MARTINEZ It was just a great series. It went down to Game 7. We had chances to win it and put it away, but it just wasn’t to be.
PERKINS Everybody spent the next several years whining about Jim Sundberg’s wind-blown fly ball. Gimme a break. The wind blows for both teams. Nobody says, ‘How’d they blow a 3–1 lead?’ Then the other whine was, ‘In previous years, it was best three-out-of-five and they just wanted to stretch it out to beat the Canadian team.’
MULLINIKS If I could pick one game that changed that series, it would be Game 3.

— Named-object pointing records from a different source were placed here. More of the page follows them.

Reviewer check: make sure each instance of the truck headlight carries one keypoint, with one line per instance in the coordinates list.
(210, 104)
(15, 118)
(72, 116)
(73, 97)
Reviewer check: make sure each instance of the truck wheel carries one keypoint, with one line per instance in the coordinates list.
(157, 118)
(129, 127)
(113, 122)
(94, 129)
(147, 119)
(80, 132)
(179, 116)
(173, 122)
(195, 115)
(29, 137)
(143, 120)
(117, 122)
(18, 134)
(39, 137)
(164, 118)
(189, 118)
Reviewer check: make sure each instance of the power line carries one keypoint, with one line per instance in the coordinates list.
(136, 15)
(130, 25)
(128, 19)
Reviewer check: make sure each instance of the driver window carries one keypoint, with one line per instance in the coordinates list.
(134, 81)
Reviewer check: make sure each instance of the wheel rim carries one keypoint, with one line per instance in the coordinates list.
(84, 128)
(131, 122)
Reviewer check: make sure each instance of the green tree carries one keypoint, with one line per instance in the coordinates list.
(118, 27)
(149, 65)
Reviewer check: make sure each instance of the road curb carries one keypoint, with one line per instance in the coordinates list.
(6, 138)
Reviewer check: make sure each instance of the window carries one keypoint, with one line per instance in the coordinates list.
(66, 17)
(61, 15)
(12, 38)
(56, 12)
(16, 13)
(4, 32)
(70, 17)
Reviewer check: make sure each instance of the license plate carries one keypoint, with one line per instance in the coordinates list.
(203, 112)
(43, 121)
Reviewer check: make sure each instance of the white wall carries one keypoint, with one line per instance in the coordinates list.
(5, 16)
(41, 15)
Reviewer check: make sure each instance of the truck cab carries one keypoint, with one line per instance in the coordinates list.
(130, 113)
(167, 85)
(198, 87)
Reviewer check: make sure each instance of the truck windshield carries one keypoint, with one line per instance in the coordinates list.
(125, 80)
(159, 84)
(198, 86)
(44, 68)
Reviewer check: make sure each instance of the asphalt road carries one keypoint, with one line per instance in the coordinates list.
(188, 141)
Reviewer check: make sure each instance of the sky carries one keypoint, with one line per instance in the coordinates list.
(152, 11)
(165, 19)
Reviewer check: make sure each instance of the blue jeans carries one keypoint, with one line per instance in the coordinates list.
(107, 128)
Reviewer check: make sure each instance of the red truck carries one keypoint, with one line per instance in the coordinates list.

MARTINEZ We’d had a talk about Brett before the game and Bobby Cox was adamant, saying we can’t let Brett beat us. Well, he hit two home runs. We were teammates and roommates for years [in Kansas City]. I knew how good he was. We kept talking about him and I said, ‘He’s going to get any kind of hits he can to beat us’ and he had two home runs and a double off Doyle Alexander [in Game 3]. He was a one-man wrecking crew [earning ALCS MVP honours] and got the Royals back into the series with that game. Everybody said we can’t let George Brett beat us and he did.
GEORGE BRETT, speaking to ESPN in 2015 Probably the best game I ever played in a meaningful situation. You have better games in the regular season, but not when you’re down 2–0 in a best-of-seven series. If we don’t win that game, we’re down 0–3, and it’s not looking good.
BARFIELD We didn’t close it out and George Brett got us. I can’t believe we pitched to that guy.
WHITT He was going to find a way. I remember him hitting some balls that were 10 inches off the plate. No other person could hit it, but he was just in a zone.
PERKINS It was pretty hard to get out George Brett. It doesn’t matter who you are.
GUBICZA He did the same thing when we were down 3–1 against St. Louis [in the World Series]. After that Game 4, he was like, ‘We’ve got them right where we want them fellas. There’s no problem whatsoever.’ We were like, ‘What? We’re done. We got lucky last series.’ [But] he was being honest. He didn’t laugh or joke. He went, popped open a Budweiser and low and behold we came back.
WHITT I look at Kansas City, they were down 3–1 to us, came back and won; they were down 3–1 to St. Louis and they came back and won the World Series. We lost to a team that won the World Series, so if there’s anything that makes you feel better, I guess that must be it.
MOSEBY It was baseball. You hate to say it like that, but it was baseball. Of course, I’ve been to a lot of therapists since then.
MILLSON I think [Toronto] would have won the World Series, too.
BARFIELD Every time I see George Brett I say, ‘How’s our ring?’ and he just smiles and shows it to me.